When was it decided the second Sunday of Lent would be dedicated to St. Gregory Palamas? Who decided this? Why? The below from the Holy and Great Monastery of Vatopaidi provides some background. Also below a video by Met. Kallistos (Ware) on St. Gregory Palamas (H/T: Choosing to Look East).

(Vatopaidi Monastery) - St. Philotheus (Coccinus), Patriarch of Constantinople, was one of the most distinguished and most prolific bishops of the Orthodox Church. He was born round about the end of the 13th century in Thessaloniki, very probably of a mother of Jewish descent. From an early age he studied with Thomas Magistrus, and had the good fortune to acquire a profound knowledge of ancient Greek and Christian literature. He soon abandoned the world and became a monk. After staying at the Sinai Monastery – we do not know for how long – he came to Mount Athos and took up residence initially at the Vatopaidi Monastery, where he met and formed spiritual bonds with St Sabbas ‘the fool for Christ’s sake’. He then moved to the Megiste Lavra Monastery, where he became closely associated with Gregory Palamas, whom he had perhaps known when he was a layman in Thessaloniki. A fervent champion of Hesychasm, he remained faithful to the teaching of Gregory Palamas and, as a simple monk of the Lavra, played a leading role in the signing of the ‘Agioritic Tome’ in 1341. In 1342, he succeeded Macarius, who had in the meantime been appointed Metropolitan of Thessaloniki, in the leadership of the Megiste Lavra.
After the triumph of John Cantacuzenus, Philotheus, because he had sided with him and with Gregory Palamas, was promoted by the Patriarch Isidorus to the metropolitical see of Heracleia, the first in the Ecumenical Patriarchate, and for that reason he bore the title of ‘Primus of the first rank of honour’.

He took part in the council held in Constantinople in 1351 against the opponents of the Hesychasts and played a very important role there at the side of Gregory Palamas. Moreover, he compiled the council’s ‘Tome’, containing its minutes and decisions.

On the deposition of Callistus I from the patriarchal throne in 1353, when the names of Philotheus of Heracleia, Macarius of Philadelphia, and Nicholas of Cabasila were put forward by the bishops for the office of Patriarch, Cantacuzenus chose Philotheus.
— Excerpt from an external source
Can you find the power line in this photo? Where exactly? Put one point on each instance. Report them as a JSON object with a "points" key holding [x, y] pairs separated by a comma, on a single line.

He remained Patriarch for a year, until Cantacuzenus was removed from the imperial throne and Callistus returned as Patriarch. Philotheus retired to the Holy Mountain. Later, however, with the consent of Callistus, he recovered his metropolitical see of Heracleia.

On the death of Callistus, Philotheus in 1364 returned to the patriarchal throne, which he was to occupy for 12 successive years, until 1376. During this second patriarchate, he was extremely active as a writer and administrator, directing church affairs with much prudence and forethought and making the Church of Constantinople a true ecumenical beacon in the dark and troubled times of the 14th century.

Four years after becoming Patriarch, he made a decisive contribution to the recognition by the Synod of the sainthood of Gregory Palamas, whose feast day he appointed, himself providing this with the necessary form of service.

The whole of his ecclesiastical policy had two objectives: the preservation of the Empire from the growing danger of the Turks, and the preservation of the Orthodox from the penetration of Latin propaganda. For this reason, all his actions had as their chief purpose the invigoration of Orthodoxy and the closing of the ranks of the Orthodox peoples.

The problem of union with Rome, which was one which greatly preoccupied his times, Philotheus put on a new footing: he called officially, during his inter-church contacts, for the convening of an Ecumenical Council to deal with the problem. Although this proposal was rejected by Pope Urban V, it seems to have brought forth fruit in the West a century later with the convening of the Councils of Ferrara-Florence.

As a writer, Philotheus was extremely prolific. He wrote works of controversy against the opponents of Hesychasm, lives of saints, encomia, works of hermeneutics, liturgical studies, studies of canon law, as well as various prayers and services. Thus his works cover all the branches of theology.

In 1376, worn out by ill health and old age, he resigned from the patriarchal throne, and lived the rest of his days in peace and humility, probably until 1379.

There is evidence that he was recognised as a saint almost immediately after his death, but official documentation as to his feast day has not survived. This is a matter which should certainly be dealt with by decisions of the Church in the near future.